S.N. Sastri sn.sastri at gmail.com
Tue Dec 11 09:29:09 CST 2007

The mahAbhArata is one of the greatest epics in the world. At the beginning
of the work the author, sage VyAsa, claims with confidence: "What is here
may also be found elsewhere, but what is not here will not be found anywhere

    The mahAbhArata is full of accounts of battles in which kinsmen kill one
another and of many deceitful practices indulged in by them. Because of all
this a belief has grown that if this book is read in a home it will lead to
strife within the family. That there is no basis for any such fear is
evident from what Anandavardhana, one of the greatest names in Sanskrit
poetics, says about this epic in his work on poetics known as DhvanyAloka.
This is what he says:--

"In the mahAbhArata, which combines both the elements of instruction and
poetry in one, it will be seen that its conclusion in a note of despair
consequent on the miserable deaths of VRshNis as well as pANDavas, as
constructed by the great sage, reveals his primary intention of preaching
the moral of renunciation through his work and throws light upon the fact
that he intended final emancipation as the foremost of human values and
Peace as the most predominant sentiment in the whole work. The description
of the exploits of the pANDavas is meant to produce a sense of renunciation;
renunciation, in its turn, is the very basic instrument of final
emancipation; and final emancipation has itself been shown in the
Bhagavadgita and other works to be a sure means towards the attainment of
the Supreme Reality. In the Introductory chapter the sage says:--

 'Herein, forsooth, will be glorified

  Lord Vasudeva too, the Eternal'.

       Hence we are justified in saying that the purport implied by the sage
by the above sentence in the Introductory chapter is the perishable nature
of everything with the single exception of the supreme Lord and that the
mahAbhArata as a whole is intended by him to convey the highest human value,
namely, final emancipation, when the work is regarded as a scripture, and to
delineate the sentiment of Quietude (shAnta rasa)—whose nature is of
heightened tranquility and happiness at the cessation of desire--- as the
predominant sentiment in the work when it is regarded as a poem".

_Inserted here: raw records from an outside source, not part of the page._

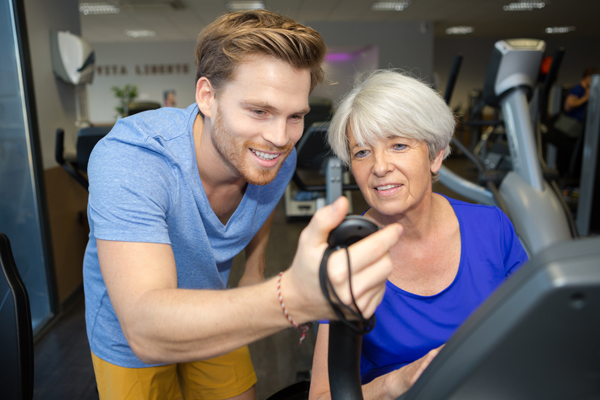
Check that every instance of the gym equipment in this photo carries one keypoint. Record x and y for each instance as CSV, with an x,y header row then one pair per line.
x,y
588,218
313,154
536,337
536,210
86,140
16,336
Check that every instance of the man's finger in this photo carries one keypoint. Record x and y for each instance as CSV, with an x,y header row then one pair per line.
x,y
325,220
366,251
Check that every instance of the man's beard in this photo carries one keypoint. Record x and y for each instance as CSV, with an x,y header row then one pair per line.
x,y
235,151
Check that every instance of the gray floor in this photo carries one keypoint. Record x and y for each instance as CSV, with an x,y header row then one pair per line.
x,y
63,368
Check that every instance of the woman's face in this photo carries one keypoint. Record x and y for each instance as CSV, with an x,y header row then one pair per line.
x,y
393,174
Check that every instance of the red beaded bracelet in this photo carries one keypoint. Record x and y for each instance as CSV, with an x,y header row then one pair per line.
x,y
304,327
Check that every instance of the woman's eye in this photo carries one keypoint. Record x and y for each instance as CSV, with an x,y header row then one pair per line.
x,y
360,154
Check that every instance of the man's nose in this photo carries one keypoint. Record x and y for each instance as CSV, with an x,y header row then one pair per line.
x,y
276,133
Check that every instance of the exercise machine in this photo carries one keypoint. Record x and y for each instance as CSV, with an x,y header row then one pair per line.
x,y
536,209
314,155
536,337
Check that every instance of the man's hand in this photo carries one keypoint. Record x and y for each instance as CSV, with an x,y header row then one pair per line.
x,y
369,259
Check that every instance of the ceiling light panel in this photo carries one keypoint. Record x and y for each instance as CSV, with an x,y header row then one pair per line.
x,y
140,33
390,5
559,29
526,5
459,30
97,8
245,5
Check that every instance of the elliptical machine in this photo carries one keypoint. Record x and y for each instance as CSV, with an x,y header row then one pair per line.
x,y
537,211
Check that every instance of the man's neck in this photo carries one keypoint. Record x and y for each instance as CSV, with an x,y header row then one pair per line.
x,y
223,185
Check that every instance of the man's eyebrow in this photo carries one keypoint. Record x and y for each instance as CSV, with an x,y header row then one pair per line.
x,y
267,106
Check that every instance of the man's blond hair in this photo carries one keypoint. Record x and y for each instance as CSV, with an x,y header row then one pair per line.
x,y
234,37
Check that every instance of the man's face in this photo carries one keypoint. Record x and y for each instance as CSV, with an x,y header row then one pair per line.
x,y
258,117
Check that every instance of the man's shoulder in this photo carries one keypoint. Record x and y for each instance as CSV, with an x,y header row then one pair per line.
x,y
161,124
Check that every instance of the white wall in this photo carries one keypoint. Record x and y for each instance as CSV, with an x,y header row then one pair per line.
x,y
342,67
407,45
55,100
154,67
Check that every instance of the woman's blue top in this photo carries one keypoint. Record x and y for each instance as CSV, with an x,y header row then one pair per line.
x,y
408,326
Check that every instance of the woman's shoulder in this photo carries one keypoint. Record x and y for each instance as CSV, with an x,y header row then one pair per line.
x,y
480,214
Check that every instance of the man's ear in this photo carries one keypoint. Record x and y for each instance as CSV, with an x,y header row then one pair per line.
x,y
205,96
436,164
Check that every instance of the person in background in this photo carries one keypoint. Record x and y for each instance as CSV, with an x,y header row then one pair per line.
x,y
394,131
576,101
175,194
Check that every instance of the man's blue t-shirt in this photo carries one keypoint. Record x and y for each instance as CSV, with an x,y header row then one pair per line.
x,y
145,187
408,326
578,112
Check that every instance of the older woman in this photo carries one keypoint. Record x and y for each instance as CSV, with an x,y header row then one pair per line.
x,y
394,132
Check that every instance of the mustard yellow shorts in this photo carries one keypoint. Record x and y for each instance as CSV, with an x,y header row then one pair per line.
x,y
217,378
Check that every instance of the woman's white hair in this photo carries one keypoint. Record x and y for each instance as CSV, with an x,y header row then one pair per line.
x,y
389,103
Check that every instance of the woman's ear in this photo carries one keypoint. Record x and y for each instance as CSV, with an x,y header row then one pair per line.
x,y
436,164
205,96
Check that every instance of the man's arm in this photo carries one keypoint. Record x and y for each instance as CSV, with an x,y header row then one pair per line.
x,y
164,324
386,387
256,253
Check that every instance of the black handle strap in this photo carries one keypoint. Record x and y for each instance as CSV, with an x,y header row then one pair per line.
x,y
365,325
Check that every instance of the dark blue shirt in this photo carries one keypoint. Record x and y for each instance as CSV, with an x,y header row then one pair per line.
x,y
409,325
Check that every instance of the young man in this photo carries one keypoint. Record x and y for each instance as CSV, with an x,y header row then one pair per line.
x,y
176,194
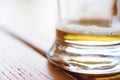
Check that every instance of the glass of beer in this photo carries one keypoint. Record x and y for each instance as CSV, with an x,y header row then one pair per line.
x,y
87,36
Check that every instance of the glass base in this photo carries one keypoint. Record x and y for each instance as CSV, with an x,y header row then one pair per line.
x,y
83,59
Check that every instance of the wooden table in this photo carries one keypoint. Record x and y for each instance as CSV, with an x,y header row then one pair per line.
x,y
27,25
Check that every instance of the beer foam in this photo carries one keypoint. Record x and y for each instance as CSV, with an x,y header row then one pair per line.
x,y
91,30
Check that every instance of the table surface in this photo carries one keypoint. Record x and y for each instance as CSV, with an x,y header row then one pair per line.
x,y
26,27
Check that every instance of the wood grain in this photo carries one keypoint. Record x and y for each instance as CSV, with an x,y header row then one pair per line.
x,y
20,62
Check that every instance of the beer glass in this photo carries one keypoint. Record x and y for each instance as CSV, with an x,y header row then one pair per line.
x,y
87,36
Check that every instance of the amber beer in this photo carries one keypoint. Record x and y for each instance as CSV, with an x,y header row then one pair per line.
x,y
88,37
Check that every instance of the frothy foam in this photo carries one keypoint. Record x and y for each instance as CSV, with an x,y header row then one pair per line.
x,y
91,30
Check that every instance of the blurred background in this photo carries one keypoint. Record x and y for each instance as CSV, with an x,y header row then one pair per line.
x,y
32,20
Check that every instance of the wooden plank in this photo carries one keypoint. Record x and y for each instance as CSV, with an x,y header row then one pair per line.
x,y
20,62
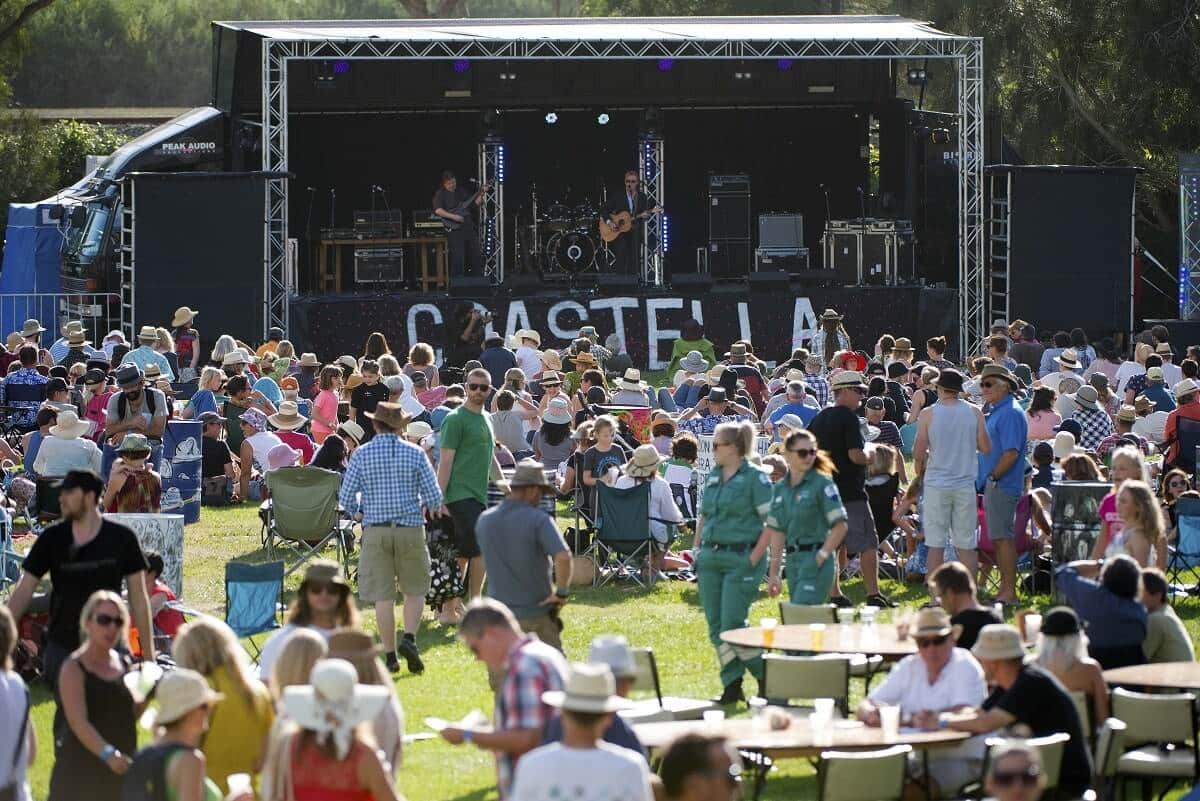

Thus the real purport of this epic is to convey the means to liberation. In
fact this is the purport of all our epics and purANas and not only of the
upanishads. Without knowing this, some people look down upon the purANas as
meant only for illiterate villagers and uneducated old women. They do not
realize that  from the point of view of real knowledge, para vidya, the most
brilliant scientist or economist or scholar in any field is as ignorant as
the illiterate villager, if not more. Sri Sankara addresses people as
'mUDha' in his Bhaja govindam. This word does not mean 'fool' or 'one
deficient in intelligence'. It is derived from the verbal root 'muh' which
means 'to be deluded'. Every one who looks upon the world as a reality is
deluded from the point of view of advaita, however intelligent and however
brilliant he may be in his chosen field. That is why Sri Sankara addresses
every one as 'mUDha'. Only the enlightened is not a mUDha in this sense.